I spoke to one of the Spatial Product Managers to get this response:
Using spatial queries is definitely the better option, especially for long/lat coordinates, and is the only way if you want to search for more than points in a rectangle. For that however, we need actual geometry objects (in SDO_GEOMETRY). I am starting with this table:
create table t1 as
select
rownum id,
rpad(rownum,10) data,
dbms_random.value(-90,90) lat,
dbms_random.value(-180,180) lng
from
(select 1 from dual connect by level <= 1000),
(select 1 from dual connect by level <= 1000);
Then I expand that table with a geometry column:
alter table t1 add location sdo_geometry;
And I populate the geometries:
update t1 set location = sdo_geometry(2001,4326,sdo_point_type(lng,lat,null),null,null);
commit;
Notice the number 4326. This number is a spatial reference system ID (or SRID). It says that the coordinates are not just any random numbers, but that they are longitude and latitude in GPS coordinates (also known as WGS84 coordinates). This is extremely important. If we do not tell the database what coordinate system we are using, then we will not be able to to meaningful comparisons or measurements. This is especially true for spherical coordinates (long/lat). If we do not say that they are spherical, then any measurement (area, length, distances, ...) will be totally wrong. Also we will not be able to correlate them with other geographic shapes, in other coordinate systems.

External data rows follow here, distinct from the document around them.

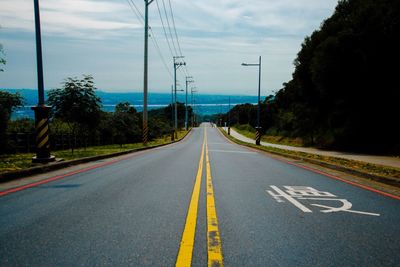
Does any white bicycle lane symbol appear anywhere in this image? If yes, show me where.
[265,185,380,216]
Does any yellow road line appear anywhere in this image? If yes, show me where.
[175,130,206,266]
[205,129,223,267]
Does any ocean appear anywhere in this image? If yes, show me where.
[0,89,265,119]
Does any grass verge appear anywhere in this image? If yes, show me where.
[0,131,187,173]
[220,129,400,187]
[232,125,304,147]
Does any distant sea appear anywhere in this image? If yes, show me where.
[0,89,265,119]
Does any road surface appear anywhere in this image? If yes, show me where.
[223,127,400,168]
[0,124,400,266]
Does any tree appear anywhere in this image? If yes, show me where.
[260,0,400,152]
[48,75,101,152]
[0,91,23,153]
[0,44,6,72]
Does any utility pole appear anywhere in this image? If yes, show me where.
[190,87,197,127]
[242,56,261,146]
[228,97,231,135]
[171,85,174,126]
[173,56,186,135]
[32,0,55,163]
[143,0,154,144]
[185,76,194,131]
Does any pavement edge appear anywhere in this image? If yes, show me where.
[218,128,400,188]
[0,128,192,183]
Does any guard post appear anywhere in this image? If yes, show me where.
[256,127,262,146]
[32,105,55,163]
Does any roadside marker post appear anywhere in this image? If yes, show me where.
[256,127,262,146]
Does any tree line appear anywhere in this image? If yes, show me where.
[0,75,192,153]
[223,0,400,153]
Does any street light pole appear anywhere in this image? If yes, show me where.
[143,0,154,144]
[173,56,186,135]
[185,76,194,131]
[228,97,231,135]
[242,56,261,146]
[190,87,197,127]
[32,0,55,163]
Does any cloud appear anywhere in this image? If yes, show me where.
[0,0,338,93]
[0,0,142,39]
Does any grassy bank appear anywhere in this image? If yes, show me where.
[0,131,187,173]
[221,130,400,183]
[232,124,304,147]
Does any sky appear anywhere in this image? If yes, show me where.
[0,0,338,95]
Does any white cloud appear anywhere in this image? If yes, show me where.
[0,0,141,38]
[0,0,337,93]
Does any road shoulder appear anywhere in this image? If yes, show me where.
[218,128,400,199]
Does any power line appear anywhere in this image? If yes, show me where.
[156,0,174,56]
[127,0,173,78]
[162,0,179,56]
[167,0,183,56]
[163,0,190,76]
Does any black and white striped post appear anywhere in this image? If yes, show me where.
[32,0,55,163]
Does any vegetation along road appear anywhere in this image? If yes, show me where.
[0,124,400,266]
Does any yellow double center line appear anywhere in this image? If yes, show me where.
[176,128,223,267]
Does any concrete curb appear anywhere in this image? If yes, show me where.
[218,128,400,187]
[0,128,192,183]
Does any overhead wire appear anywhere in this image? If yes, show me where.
[126,0,195,87]
[156,0,174,59]
[163,0,190,76]
[126,0,173,78]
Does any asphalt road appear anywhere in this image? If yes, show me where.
[0,125,400,266]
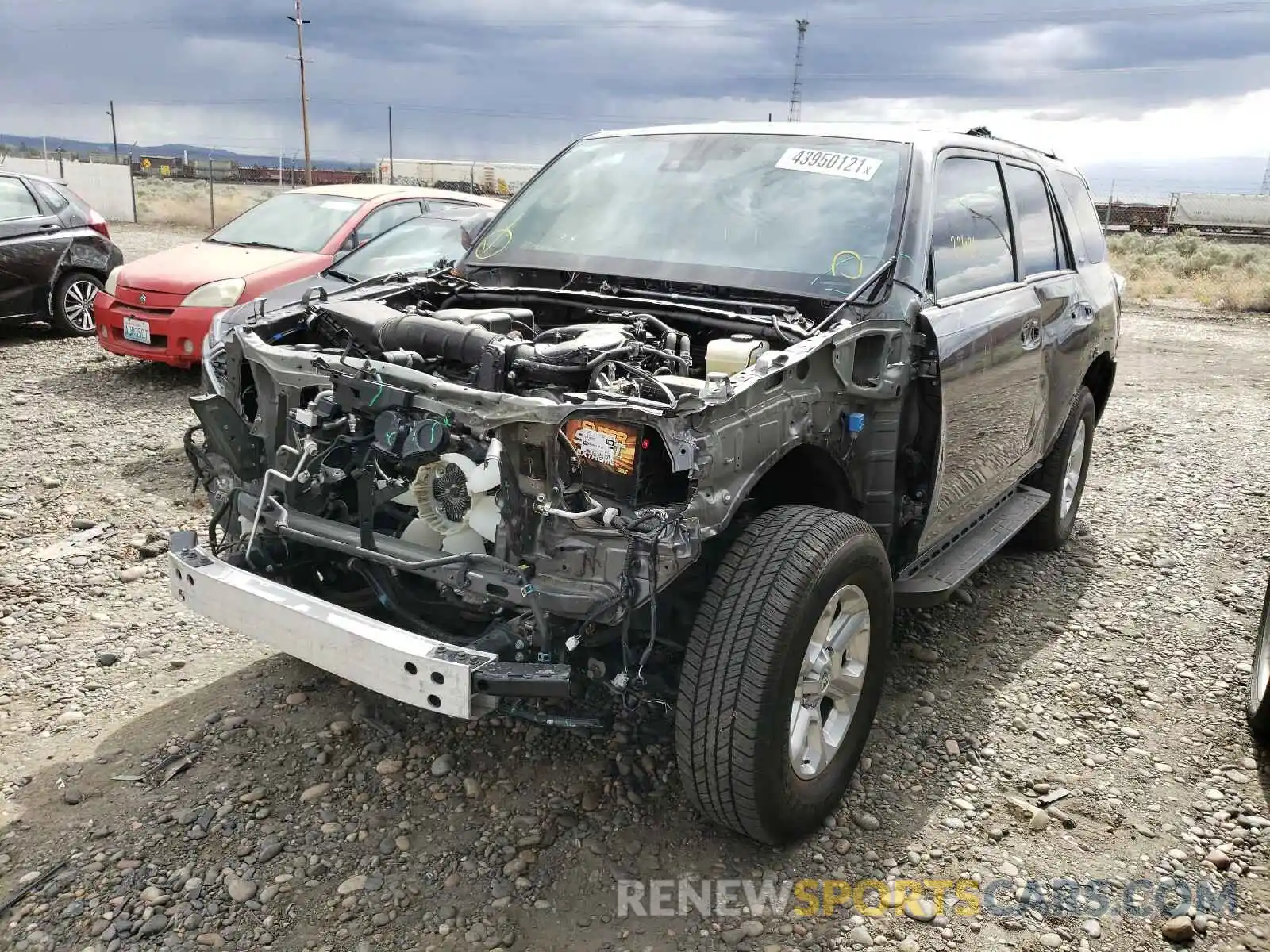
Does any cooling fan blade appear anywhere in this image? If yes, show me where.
[410,440,503,554]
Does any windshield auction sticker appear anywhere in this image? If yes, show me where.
[776,148,881,182]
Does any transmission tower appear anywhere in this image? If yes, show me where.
[790,21,808,122]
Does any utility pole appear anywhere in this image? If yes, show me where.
[287,0,314,186]
[110,99,119,165]
[787,18,808,122]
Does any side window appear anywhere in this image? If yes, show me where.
[0,176,40,221]
[1054,171,1107,264]
[931,156,1016,298]
[30,182,70,213]
[1006,165,1065,278]
[357,202,423,246]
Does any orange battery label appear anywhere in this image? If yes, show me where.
[565,420,639,476]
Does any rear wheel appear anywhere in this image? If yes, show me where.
[49,271,102,338]
[675,505,894,844]
[1022,387,1096,550]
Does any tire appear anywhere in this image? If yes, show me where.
[1247,584,1270,744]
[1021,386,1096,551]
[49,271,102,338]
[675,505,894,844]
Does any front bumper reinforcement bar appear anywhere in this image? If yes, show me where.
[167,532,541,720]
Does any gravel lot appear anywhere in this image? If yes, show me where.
[0,227,1270,952]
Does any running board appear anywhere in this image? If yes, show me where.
[895,486,1049,608]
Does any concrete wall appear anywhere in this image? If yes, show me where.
[0,156,136,221]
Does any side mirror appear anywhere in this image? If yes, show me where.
[459,208,498,251]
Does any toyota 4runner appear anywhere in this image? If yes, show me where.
[169,123,1120,843]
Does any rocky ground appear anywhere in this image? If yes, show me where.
[0,228,1270,952]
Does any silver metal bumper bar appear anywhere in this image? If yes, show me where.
[167,540,498,719]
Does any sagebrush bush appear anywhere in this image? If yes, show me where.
[1107,232,1270,313]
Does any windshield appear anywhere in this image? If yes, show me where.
[464,132,910,297]
[207,192,362,251]
[335,218,464,281]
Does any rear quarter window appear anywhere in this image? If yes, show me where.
[1053,171,1107,264]
[30,179,70,212]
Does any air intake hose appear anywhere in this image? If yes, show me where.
[322,301,533,364]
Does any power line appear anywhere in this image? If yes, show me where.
[790,21,808,122]
[5,0,1270,34]
[287,0,314,186]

Coordinate systems for spatial data are like time zones for time. If I call for a tele conference at 2PM and send that to my people in Moscow, Berlin, Tokyo and New York, all of them will dial-in at 2PM - and find no-one else: they dialed at 2PM in their time zone. I need to specify 2PM CET for example. Same for spatial coordinates: if I do not specify in which coordinate system they are expressed, I will be unable to compare them.
Coordinate systems come in two flavors. Those that are represented on the spherical representation of the globe (called geodetic systems). And where you may think there is only one universal long/lat system, there are actually hundreds of different long/lats, each one using a slightly different representation of the earth, adapted to local conditions. But when nothing is specified, then in 99.9% of the case, it means the long/lat coordinates are in the WGS84 system, the one used by the GPS (and the other global positioning system). Incidentally: the earth is NOT a sphere. It is really slightly flattened at the poles (due to its rotation) … Also there used to be some systems using a different meridian for the origin (other than Greenwich): some old french systems used the Paris meridian (obviously).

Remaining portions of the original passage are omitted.